Vote like a hypocrite 

Voting is a process that can be largely personal or based around societal trends. Whether you choose to vote to benefit yourself or benefit others is up to you. Photo by Element5 Digital on Unsplash.

This past Tuesday was Election Day for the midterm elections in the United States, an event that got me thinking about the purpose of someone’s vote. Specifically, I realized that there are two methodologies that people may choose to use when they vote, and in many cases, they conflict with one another. What I view as one method of voting is purely based on personal interests. This would be when an individual looks at how a candidate impacts them personally, whether it’s through taxes, a specific policy initiative or an issue that people feel particularly passionate about. The second method people may utilize is voting based on the candidate that will do the most good. Instead of looking at themselves, this vote is based on the candidate’s impact on society. 

Thinking about these various voting mindsets brings questions about the intent of democracy to the forefront. Is the intent of giving everyone a say in government meant to create choices that people feel will benefit themselves, and because most people benefited from it, such a decision is made? Or is the intent more focused on allowing the people to choose who they feel would make the best decisions for society as a whole? These two trains of thought directly contradict each other when examining certain issues. For example, it may be objectively better for society if more money is allocated to education, yet an individual without kids may feel that they personally gain no benefit from this, while presumably still having to carry some of the tax burdens. This person can either vote for a candidate who will help society at large, or will help them personally. Admittedly, there are arguments that the advancement of education as a whole helps the entire population, but for the sake of simplicity, this analysis only examines the direct benefits and costs.  

I would argue that everyone should vote like a hypocrite, and always make decisions that help the people and advance society as a whole. It’s okay to complain about taxes but then vote for candidates who will raise them to fund essential projects that benefit society. It’s okay to benefit from a government program and enjoy such benefits, but then vote for a candidate who eliminates the program because of inefficiency. Voting shouldn’t be a selfish choice; it should be an informed choice about how the government can help the most people. These choices may be the same, in many cases. For instance, one may believe that a government program is wasteful, and therefore will vote for a candidate who will eliminate it, and that individual may also benefit due to tax cuts. Yet this may not always be the case. 

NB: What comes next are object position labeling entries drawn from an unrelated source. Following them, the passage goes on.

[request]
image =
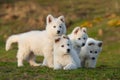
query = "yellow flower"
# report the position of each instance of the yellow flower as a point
(97, 20)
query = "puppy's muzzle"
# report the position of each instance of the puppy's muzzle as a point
(68, 50)
(93, 58)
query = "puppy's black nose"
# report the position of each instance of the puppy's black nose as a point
(58, 32)
(83, 44)
(68, 50)
(93, 58)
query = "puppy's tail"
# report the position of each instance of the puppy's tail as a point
(10, 40)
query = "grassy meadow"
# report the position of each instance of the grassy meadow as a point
(102, 19)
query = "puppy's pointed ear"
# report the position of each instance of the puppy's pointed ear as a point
(61, 18)
(57, 40)
(84, 29)
(100, 43)
(91, 43)
(76, 30)
(50, 18)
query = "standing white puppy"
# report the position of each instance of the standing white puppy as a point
(78, 37)
(89, 53)
(64, 54)
(34, 43)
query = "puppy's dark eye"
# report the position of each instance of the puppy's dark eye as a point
(79, 38)
(54, 26)
(96, 52)
(62, 45)
(90, 51)
(84, 38)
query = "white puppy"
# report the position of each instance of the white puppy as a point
(64, 54)
(34, 43)
(89, 53)
(78, 37)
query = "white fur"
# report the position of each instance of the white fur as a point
(89, 53)
(78, 37)
(62, 57)
(38, 43)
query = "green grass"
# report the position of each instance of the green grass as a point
(108, 64)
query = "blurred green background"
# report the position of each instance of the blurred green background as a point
(101, 17)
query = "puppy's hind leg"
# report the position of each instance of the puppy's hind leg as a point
(20, 58)
(31, 60)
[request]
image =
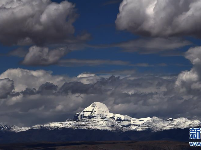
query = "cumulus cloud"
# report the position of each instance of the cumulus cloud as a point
(80, 62)
(31, 79)
(40, 97)
(160, 18)
(6, 87)
(42, 56)
(190, 81)
(152, 45)
(25, 22)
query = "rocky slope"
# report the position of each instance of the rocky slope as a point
(97, 116)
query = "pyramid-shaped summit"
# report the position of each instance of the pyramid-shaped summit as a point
(95, 110)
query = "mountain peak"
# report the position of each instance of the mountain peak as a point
(95, 110)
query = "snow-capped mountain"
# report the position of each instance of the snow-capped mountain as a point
(97, 116)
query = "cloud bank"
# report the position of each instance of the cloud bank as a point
(190, 81)
(32, 97)
(39, 22)
(42, 56)
(160, 17)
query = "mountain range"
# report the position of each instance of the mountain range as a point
(97, 117)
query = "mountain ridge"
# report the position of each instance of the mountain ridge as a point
(98, 117)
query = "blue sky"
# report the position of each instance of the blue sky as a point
(98, 19)
(46, 46)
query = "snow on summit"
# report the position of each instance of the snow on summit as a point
(97, 116)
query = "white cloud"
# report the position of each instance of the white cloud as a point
(152, 45)
(25, 22)
(160, 17)
(39, 56)
(190, 81)
(31, 79)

One can examine many examples of times when a minority needed government action. This is likely one of the biggest arguments in favor of voting against one’s personal interests. When a minority group is unfairly having their fundamental rights taken from them, or a subsection of the population has an urgent need, the only way such issues can be resolved is through people using their vote to help the common good. Using one’s power through their vote to help society at large is essential, as in many cases those directly affected by an issue are powerless to do anything about it. Unfortunately, in many cases, it doesn’t benefit the majority to help the minority, regardless of what is morally correct to do. 

Whenever Election Day comes around, there are many factors that go into making voting choices. However, considering what is best for society at large, regardless of our own personal interests is essential to the welfare of everyone.